Stop Adani campaign powers on

June 10, 2021
Issue 
Stop Adani Roadshow in Sydney. Photo: Stop Adani/Facebook

Several hundred people crowded into the Sydney Lower Town Hall on June 5 for the 2021 #StopAdani Roadshow. The campaign is touring the eastern states to report on progress in stopping the Adani Carmichael coal mine in central Queensland.

Since the first roadshow in 2017, 100 global companies have ruled out working with Adani’s coal mine in the Galilee Basin.

Joseph Sukulu, from Haapai Tonga and Vaini in Tongatapu, spoke about how fossil fuels pose a serious threat to the Pacific and Torres Strait Islands from rising ocean waters. First Nations peoples and environmentalists needed to confront the climate change together, the leader from 350.org Pacific said.

Manjot Kaur, a 19-year-old Indian-Australian who is active in South Asians for Climate Justice, said Adani’s coal mines were contributing to environmental and social crises, including in her family’s home of Punjab. She said the health and well-being of Indians, especially small-scale farmers, is being threatened by Adani’s operations and noted that the Wangan and Jagalingou peoples had not given Adani permission to mine on country.

“Let’s write the story of the movement that will stop Adani,” Kaur said, adding that the movement needed to include everyone.

“Coal is the biggest driver of climate change in the world,” said Gemma Borgo-Caratti from the Sunrise Project. The carbon pollution from exported coal “is double the carbon [pollution] from every other source in the country”.

“The Galilee Basin is the biggest, untouched, major coal resource in Australia.” Adani had wanted to construct nine new coal mines and six coal ports but all those ports has been stopped. “The plans for other mines, in addition to Adani’s, have virtually ground to a halt,” Borgo-Caratti said. “However, the coal industry has no intention of going away anytime soon.

“The Adani mine is already seven years behind schedule”, Borgo-Caratti continued. “The Big Four banks and many insurance companies have pledged to end investment in Adani and in coal projects.”

Adani, which is still under construction, says it will be mining coal by September. In response to her question “Are we to let this happen”, the audience replied with a resounding “No!”.

Isaac Astill from Tipping Point said an important part of the campaign had been to help influence global finance and insurance companies to rule out new coal or fossil fuel projects.
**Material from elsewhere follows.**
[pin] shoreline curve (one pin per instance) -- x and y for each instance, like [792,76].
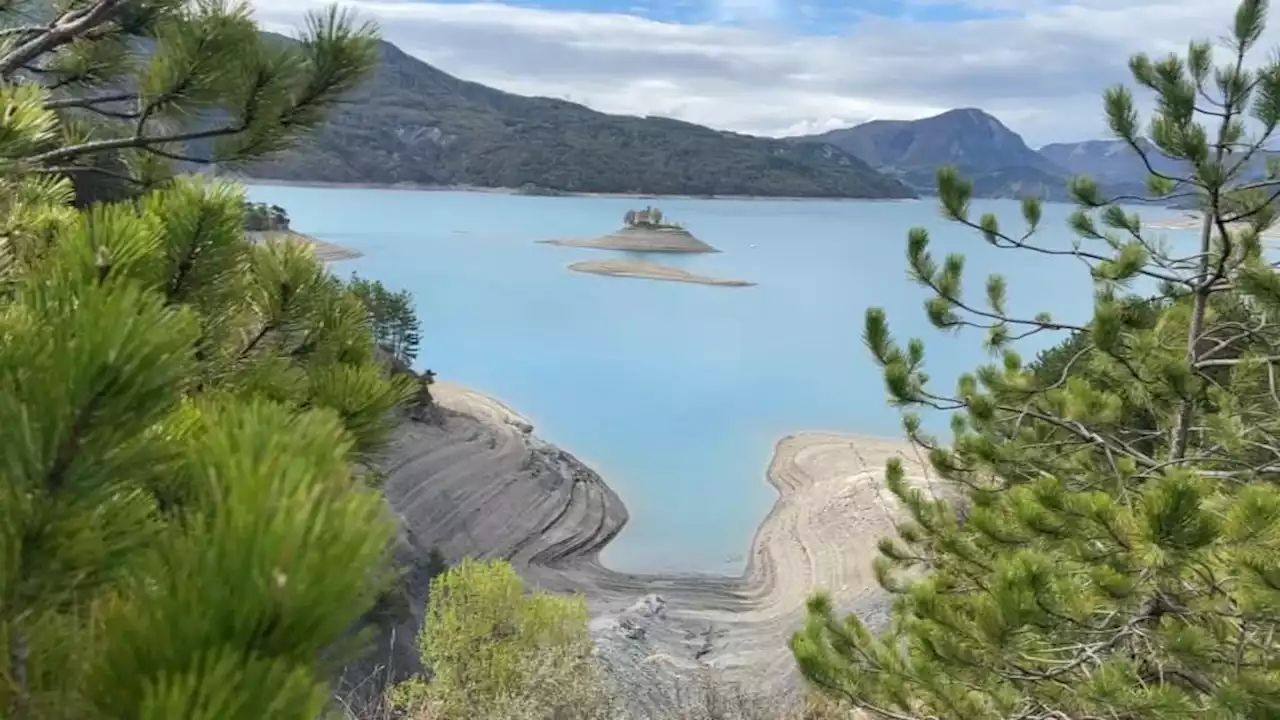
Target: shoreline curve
[480,483]
[640,269]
“We need to ensure that no investor will fund the Adani coal mine,” Astill said. “Currently, the project is based on self-investment, with money being re-shuffled from Adani’s corporate empire.” He said the focus on getting investors to pull out of funding the mine, thereby starving the corporation of “new money” was central.

He outlined the next steps in the campaign including increasing the pressure on potential investors in June and a week of action from June 28 to July 2.

Local Stop Adani groups are also discussing their own actions, including protesting outside corporate offices, a “digital storm” of emails to specific companies and mass letter deliveries to potential investor firms, especially the five largest investors: HSBC; J P Morgan; BlackRock, Mitsubishi UFG and the State Bank of India.

The #StopAdani roadshow is also going to Melbourne and Brisbane and regional cities are participating online.